What Ms. Engel writes about shame answers many of the questions I’ve posed in other posts about shame in such a way that I feel validated for not settling by believing the current misconceptions about compassion, empathy, slow recovery, and bringing the secrets to light by talking about taboo topics. And yes, I do talk about them in other places too.
I’ve just started Chapter 4 and will share what I learn in other posts. But I encourage anyone who’s hit a wall in recovery or wonders how to work through the feelings of shame stopping them from moving forward or causing them to act out in ways they regret later (me) or self-harm through neglect, recklessness, injury, etc. (that is/was me too) to explore the book in the link above. Amazon is great for reading samples and looking at reviews before making a purchase.
Making the connection
The next few days, I struggled with reading, not reading, following through on my plans vs. lying in bed and hiding, and ignoring the louder and louder critical voices in my head that exacerbated my physical pain. The book came with me to bed. It got carried down the ladder from my loft to the ground floor and stayed on a box. It went into the bathroom and came out again.
Finally, I opened the book and started reading. My head started hurting. I had to put it down. Later, I decided to start in another section of the book and go back and forth, re-reading parts as necessary. And that’s when I made the connection:
The voices started because I felt happy and proud of myself. For the first time ever, I bought a piece of art and displayed it in my apartment with pride and joy. I walked around and talked to people on the street. I took buses to different neighborhoods. Rude people didn’t trigger panic attacks. And buying a book about shame didn’t make me feel nauseous or panicky. I shopped for home; spent money eating at different restaurants; drank beer with pleasure; got a library card; decorated my space; put together furniture; didn’t get triggered into a panic attack when people were rude or stared at me and then ignored me.
The pain came because I exercised, walked, danced, and played so much that I was too tired to let the anxiety and adrenaline keep me awake in spite of jet lag. I slept without nightmares, waking only because of time zone differences and the need to use the facilities. Not until last night/this morning did I wake up in the middle of the night scared and unable to go back to sleep for hours. A call to the hotline helped. And making phone calls to follow up on packages, etc. did too.

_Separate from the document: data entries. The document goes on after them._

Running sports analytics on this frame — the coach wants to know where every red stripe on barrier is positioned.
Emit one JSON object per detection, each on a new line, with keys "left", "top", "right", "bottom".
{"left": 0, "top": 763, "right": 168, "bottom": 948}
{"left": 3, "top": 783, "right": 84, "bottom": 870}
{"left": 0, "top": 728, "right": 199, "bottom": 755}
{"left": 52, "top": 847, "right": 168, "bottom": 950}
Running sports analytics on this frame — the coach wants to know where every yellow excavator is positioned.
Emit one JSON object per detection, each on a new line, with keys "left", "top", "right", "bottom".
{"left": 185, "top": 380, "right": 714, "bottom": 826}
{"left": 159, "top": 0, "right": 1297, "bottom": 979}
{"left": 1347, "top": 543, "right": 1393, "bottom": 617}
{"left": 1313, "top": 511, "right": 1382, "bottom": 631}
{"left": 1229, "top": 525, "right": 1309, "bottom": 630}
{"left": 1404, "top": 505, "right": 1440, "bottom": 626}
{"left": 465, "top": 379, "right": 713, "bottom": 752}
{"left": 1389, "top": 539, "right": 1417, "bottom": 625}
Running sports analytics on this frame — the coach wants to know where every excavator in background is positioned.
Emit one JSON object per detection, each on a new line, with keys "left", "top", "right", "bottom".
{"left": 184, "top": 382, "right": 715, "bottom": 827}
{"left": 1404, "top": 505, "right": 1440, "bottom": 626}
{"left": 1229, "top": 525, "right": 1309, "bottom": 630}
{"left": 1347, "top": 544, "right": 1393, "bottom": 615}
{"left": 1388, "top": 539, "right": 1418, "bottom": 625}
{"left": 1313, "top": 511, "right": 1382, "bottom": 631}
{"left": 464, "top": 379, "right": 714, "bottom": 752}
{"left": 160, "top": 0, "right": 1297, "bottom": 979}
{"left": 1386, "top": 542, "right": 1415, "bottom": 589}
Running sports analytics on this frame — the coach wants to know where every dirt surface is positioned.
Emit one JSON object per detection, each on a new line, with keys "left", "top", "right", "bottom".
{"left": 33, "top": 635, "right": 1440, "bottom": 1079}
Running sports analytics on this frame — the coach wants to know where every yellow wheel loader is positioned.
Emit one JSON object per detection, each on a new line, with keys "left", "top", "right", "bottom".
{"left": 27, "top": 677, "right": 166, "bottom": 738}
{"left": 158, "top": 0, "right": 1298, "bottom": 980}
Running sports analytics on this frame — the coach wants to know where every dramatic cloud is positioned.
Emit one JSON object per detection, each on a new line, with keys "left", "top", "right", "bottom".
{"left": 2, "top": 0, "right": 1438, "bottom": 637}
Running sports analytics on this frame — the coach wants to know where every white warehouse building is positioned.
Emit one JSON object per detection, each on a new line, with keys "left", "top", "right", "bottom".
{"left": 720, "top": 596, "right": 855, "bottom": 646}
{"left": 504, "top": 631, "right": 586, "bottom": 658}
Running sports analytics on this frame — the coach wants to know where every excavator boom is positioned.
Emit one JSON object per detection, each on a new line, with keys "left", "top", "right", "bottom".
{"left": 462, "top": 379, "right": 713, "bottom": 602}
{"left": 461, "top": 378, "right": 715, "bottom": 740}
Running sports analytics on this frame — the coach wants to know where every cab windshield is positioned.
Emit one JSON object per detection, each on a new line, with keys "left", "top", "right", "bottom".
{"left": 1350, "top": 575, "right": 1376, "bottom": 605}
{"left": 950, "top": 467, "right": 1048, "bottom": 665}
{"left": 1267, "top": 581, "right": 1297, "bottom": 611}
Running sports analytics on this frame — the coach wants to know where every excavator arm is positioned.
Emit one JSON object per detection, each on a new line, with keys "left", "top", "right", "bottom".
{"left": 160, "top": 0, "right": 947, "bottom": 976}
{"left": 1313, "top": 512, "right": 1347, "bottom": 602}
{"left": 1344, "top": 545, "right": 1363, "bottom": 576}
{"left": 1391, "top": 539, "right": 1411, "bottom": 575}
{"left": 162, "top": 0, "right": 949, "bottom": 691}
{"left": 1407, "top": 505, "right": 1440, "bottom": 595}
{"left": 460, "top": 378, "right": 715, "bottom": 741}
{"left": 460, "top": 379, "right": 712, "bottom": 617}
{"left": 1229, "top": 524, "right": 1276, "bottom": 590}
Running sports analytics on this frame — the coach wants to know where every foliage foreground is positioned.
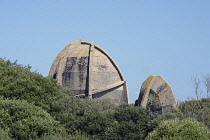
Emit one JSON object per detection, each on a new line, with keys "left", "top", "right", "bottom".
{"left": 147, "top": 118, "right": 210, "bottom": 140}
{"left": 0, "top": 98, "right": 66, "bottom": 139}
{"left": 0, "top": 58, "right": 210, "bottom": 140}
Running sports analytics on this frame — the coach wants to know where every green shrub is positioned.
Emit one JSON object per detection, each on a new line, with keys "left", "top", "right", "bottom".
{"left": 0, "top": 98, "right": 66, "bottom": 140}
{"left": 147, "top": 118, "right": 210, "bottom": 140}
{"left": 40, "top": 133, "right": 69, "bottom": 140}
{"left": 153, "top": 108, "right": 184, "bottom": 122}
{"left": 51, "top": 95, "right": 157, "bottom": 140}
{"left": 0, "top": 127, "right": 11, "bottom": 140}
{"left": 0, "top": 58, "right": 61, "bottom": 110}
{"left": 40, "top": 131, "right": 92, "bottom": 140}
{"left": 179, "top": 99, "right": 210, "bottom": 128}
{"left": 50, "top": 93, "right": 116, "bottom": 138}
{"left": 102, "top": 104, "right": 156, "bottom": 140}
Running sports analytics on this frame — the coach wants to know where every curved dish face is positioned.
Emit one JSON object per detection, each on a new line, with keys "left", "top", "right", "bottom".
{"left": 136, "top": 75, "right": 177, "bottom": 112}
{"left": 49, "top": 39, "right": 129, "bottom": 104}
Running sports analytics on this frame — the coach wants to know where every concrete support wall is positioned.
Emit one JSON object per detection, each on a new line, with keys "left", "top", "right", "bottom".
{"left": 136, "top": 75, "right": 177, "bottom": 112}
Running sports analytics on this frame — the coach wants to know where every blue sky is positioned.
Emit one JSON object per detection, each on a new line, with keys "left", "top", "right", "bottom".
{"left": 0, "top": 0, "right": 210, "bottom": 103}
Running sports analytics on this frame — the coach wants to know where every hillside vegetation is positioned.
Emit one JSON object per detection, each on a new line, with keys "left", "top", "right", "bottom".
{"left": 0, "top": 58, "right": 209, "bottom": 140}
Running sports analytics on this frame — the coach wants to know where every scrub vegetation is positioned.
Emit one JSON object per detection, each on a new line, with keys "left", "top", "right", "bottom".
{"left": 0, "top": 58, "right": 209, "bottom": 140}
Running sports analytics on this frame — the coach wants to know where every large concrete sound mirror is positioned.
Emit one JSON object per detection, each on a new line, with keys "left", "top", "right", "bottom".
{"left": 49, "top": 39, "right": 129, "bottom": 105}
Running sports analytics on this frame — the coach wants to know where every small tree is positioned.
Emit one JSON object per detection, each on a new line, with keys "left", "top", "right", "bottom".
{"left": 192, "top": 75, "right": 201, "bottom": 100}
{"left": 191, "top": 74, "right": 210, "bottom": 99}
{"left": 203, "top": 74, "right": 210, "bottom": 98}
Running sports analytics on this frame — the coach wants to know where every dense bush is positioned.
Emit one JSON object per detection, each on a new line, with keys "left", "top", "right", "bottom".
{"left": 50, "top": 91, "right": 115, "bottom": 138}
{"left": 0, "top": 58, "right": 61, "bottom": 110}
{"left": 179, "top": 98, "right": 210, "bottom": 128}
{"left": 50, "top": 94, "right": 157, "bottom": 140}
{"left": 0, "top": 127, "right": 11, "bottom": 140}
{"left": 154, "top": 108, "right": 184, "bottom": 122}
{"left": 147, "top": 118, "right": 210, "bottom": 140}
{"left": 0, "top": 98, "right": 66, "bottom": 140}
{"left": 102, "top": 104, "right": 156, "bottom": 140}
{"left": 40, "top": 131, "right": 91, "bottom": 140}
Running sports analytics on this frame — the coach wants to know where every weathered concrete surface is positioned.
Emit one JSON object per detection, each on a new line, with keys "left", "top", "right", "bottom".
{"left": 135, "top": 75, "right": 177, "bottom": 112}
{"left": 49, "top": 39, "right": 130, "bottom": 105}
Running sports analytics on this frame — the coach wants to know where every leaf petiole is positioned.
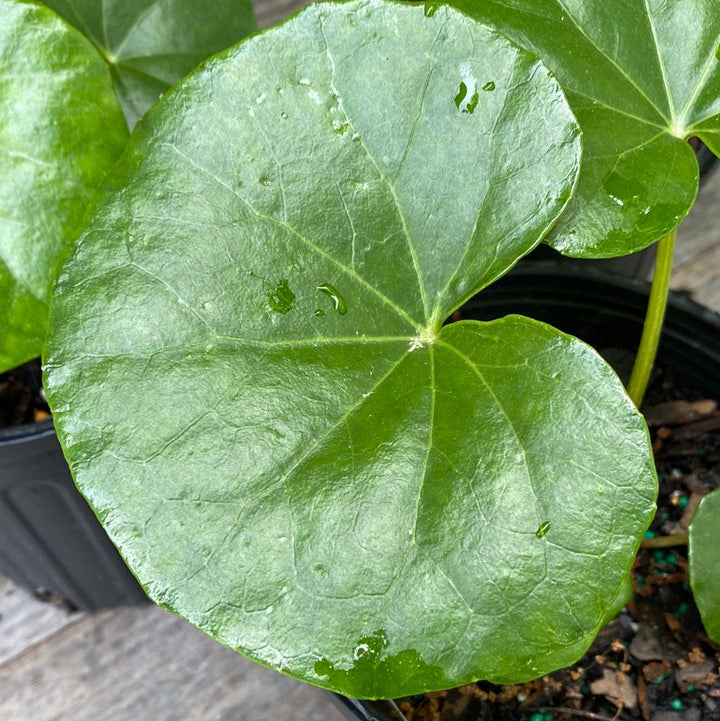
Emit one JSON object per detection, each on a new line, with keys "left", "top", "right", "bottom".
{"left": 627, "top": 229, "right": 677, "bottom": 407}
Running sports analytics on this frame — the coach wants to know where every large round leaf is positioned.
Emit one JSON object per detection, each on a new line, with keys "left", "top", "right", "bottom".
{"left": 448, "top": 0, "right": 720, "bottom": 258}
{"left": 44, "top": 0, "right": 256, "bottom": 127}
{"left": 0, "top": 0, "right": 127, "bottom": 373}
{"left": 689, "top": 488, "right": 720, "bottom": 643}
{"left": 45, "top": 0, "right": 656, "bottom": 698}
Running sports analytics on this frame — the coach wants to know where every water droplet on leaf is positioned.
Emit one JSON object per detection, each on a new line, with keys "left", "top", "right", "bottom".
{"left": 315, "top": 659, "right": 333, "bottom": 676}
{"left": 268, "top": 279, "right": 295, "bottom": 313}
{"left": 354, "top": 643, "right": 370, "bottom": 659}
{"left": 602, "top": 171, "right": 649, "bottom": 212}
{"left": 268, "top": 280, "right": 295, "bottom": 313}
{"left": 455, "top": 63, "right": 479, "bottom": 114}
{"left": 280, "top": 111, "right": 288, "bottom": 120}
{"left": 251, "top": 272, "right": 296, "bottom": 314}
{"left": 454, "top": 81, "right": 467, "bottom": 108}
{"left": 352, "top": 629, "right": 388, "bottom": 663}
{"left": 317, "top": 283, "right": 347, "bottom": 314}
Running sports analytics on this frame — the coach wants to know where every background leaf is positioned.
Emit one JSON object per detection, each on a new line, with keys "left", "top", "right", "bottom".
{"left": 689, "top": 488, "right": 720, "bottom": 643}
{"left": 45, "top": 0, "right": 656, "bottom": 698}
{"left": 449, "top": 0, "right": 720, "bottom": 258}
{"left": 0, "top": 0, "right": 127, "bottom": 372}
{"left": 43, "top": 0, "right": 256, "bottom": 127}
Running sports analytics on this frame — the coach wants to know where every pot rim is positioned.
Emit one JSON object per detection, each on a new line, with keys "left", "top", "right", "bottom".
{"left": 0, "top": 416, "right": 55, "bottom": 446}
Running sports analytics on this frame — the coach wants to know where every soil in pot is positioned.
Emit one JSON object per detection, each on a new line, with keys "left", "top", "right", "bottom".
{"left": 0, "top": 358, "right": 50, "bottom": 428}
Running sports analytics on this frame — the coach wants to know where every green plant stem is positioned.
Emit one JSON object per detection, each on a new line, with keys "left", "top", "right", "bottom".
{"left": 627, "top": 229, "right": 677, "bottom": 407}
{"left": 641, "top": 533, "right": 688, "bottom": 549}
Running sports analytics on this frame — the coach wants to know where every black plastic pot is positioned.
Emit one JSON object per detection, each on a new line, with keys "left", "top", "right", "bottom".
{"left": 0, "top": 418, "right": 146, "bottom": 609}
{"left": 695, "top": 139, "right": 718, "bottom": 181}
{"left": 333, "top": 263, "right": 720, "bottom": 720}
{"left": 330, "top": 696, "right": 393, "bottom": 721}
{"left": 466, "top": 263, "right": 720, "bottom": 397}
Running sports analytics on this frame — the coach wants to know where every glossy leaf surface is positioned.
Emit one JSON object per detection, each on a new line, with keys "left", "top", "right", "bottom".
{"left": 0, "top": 0, "right": 127, "bottom": 372}
{"left": 689, "top": 488, "right": 720, "bottom": 643}
{"left": 43, "top": 0, "right": 256, "bottom": 127}
{"left": 449, "top": 0, "right": 720, "bottom": 257}
{"left": 45, "top": 0, "right": 656, "bottom": 697}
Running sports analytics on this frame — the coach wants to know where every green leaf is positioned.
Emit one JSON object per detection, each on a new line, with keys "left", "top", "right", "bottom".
{"left": 43, "top": 0, "right": 256, "bottom": 127}
{"left": 448, "top": 0, "right": 720, "bottom": 258}
{"left": 0, "top": 0, "right": 127, "bottom": 373}
{"left": 45, "top": 0, "right": 656, "bottom": 698}
{"left": 689, "top": 488, "right": 720, "bottom": 643}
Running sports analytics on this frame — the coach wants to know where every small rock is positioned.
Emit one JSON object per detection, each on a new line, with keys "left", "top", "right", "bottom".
{"left": 590, "top": 668, "right": 637, "bottom": 709}
{"left": 676, "top": 660, "right": 716, "bottom": 689}
{"left": 630, "top": 624, "right": 668, "bottom": 661}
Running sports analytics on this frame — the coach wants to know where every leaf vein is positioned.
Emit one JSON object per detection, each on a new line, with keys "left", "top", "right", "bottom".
{"left": 554, "top": 0, "right": 669, "bottom": 123}
{"left": 163, "top": 142, "right": 423, "bottom": 332}
{"left": 318, "top": 17, "right": 429, "bottom": 322}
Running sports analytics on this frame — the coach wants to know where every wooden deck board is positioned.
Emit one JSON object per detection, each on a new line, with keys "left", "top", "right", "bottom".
{"left": 0, "top": 576, "right": 84, "bottom": 668}
{"left": 672, "top": 168, "right": 720, "bottom": 311}
{"left": 255, "top": 0, "right": 307, "bottom": 27}
{"left": 0, "top": 601, "right": 345, "bottom": 721}
{"left": 675, "top": 167, "right": 720, "bottom": 273}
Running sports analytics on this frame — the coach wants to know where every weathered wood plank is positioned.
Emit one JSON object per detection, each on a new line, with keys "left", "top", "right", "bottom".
{"left": 670, "top": 167, "right": 720, "bottom": 313}
{"left": 675, "top": 168, "right": 720, "bottom": 271}
{"left": 0, "top": 602, "right": 346, "bottom": 721}
{"left": 255, "top": 0, "right": 307, "bottom": 28}
{"left": 0, "top": 575, "right": 84, "bottom": 667}
{"left": 671, "top": 242, "right": 720, "bottom": 313}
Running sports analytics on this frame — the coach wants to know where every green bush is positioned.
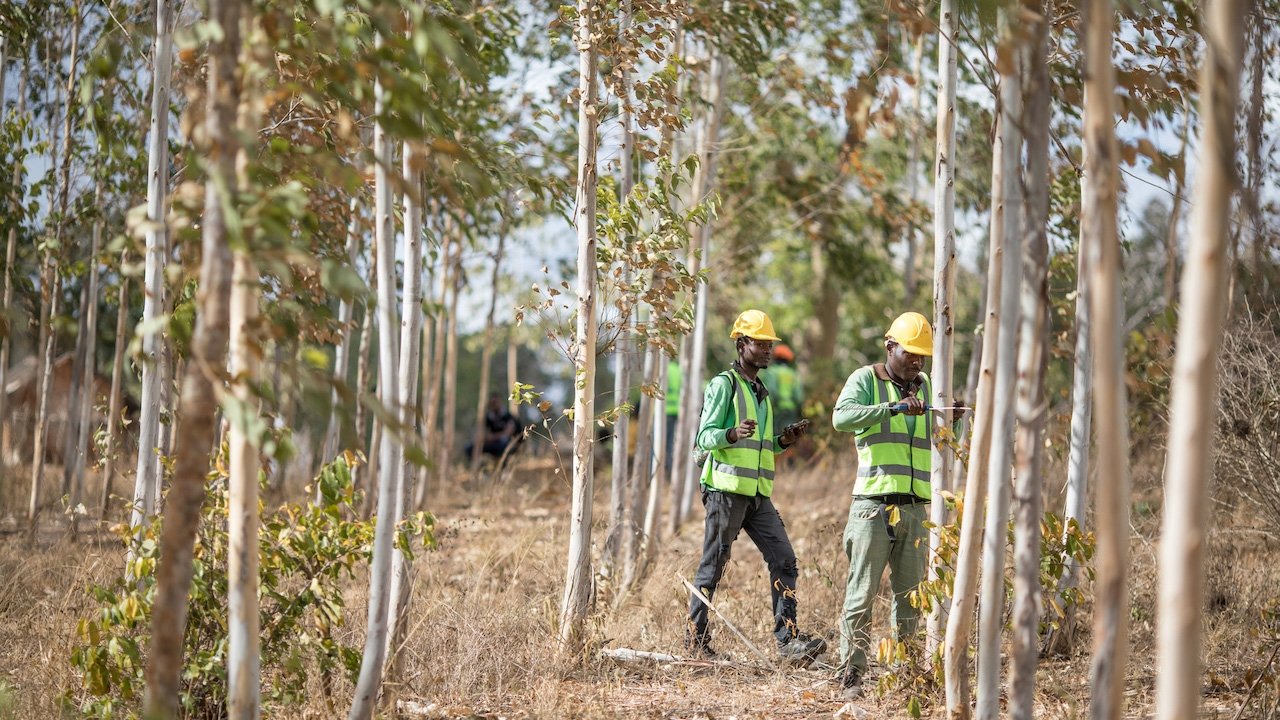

But what helped the most was listening to the person on the phone as he listened to me, validated my feelings, saw my pain and offered compassion that I couldn’t give myself. Eventually, I started to relax and believe that. When the sun started to rise, I felt sleepy again and slept for a few hours.
Today I started Chapter 4 in Part 2 – the beginning of the program and exercises. Reading these passages helped me realize that I hold myself back, stop myself from doing what I want, neglect personal care and house cleaning out of feelings of shame that stem from my abuse. Moving helped. But this will help more. And maybe I’ll be able to clean house and stay organized like I wish. Or go to the dentist and be able to take proper care of my mouth/teeth like I want.
Before this book, especially the questionnaires in each chapter, I never really knew how embedded shame is in my life. It continues to stop me from living and being the best I can be in so many insidious ways. Self-compassion is such a struggle, yet so beneficial. Maybe this book will offer resources and strategies that bridge the disconnect between mainstream books and survivors’ or victims’ perspectives.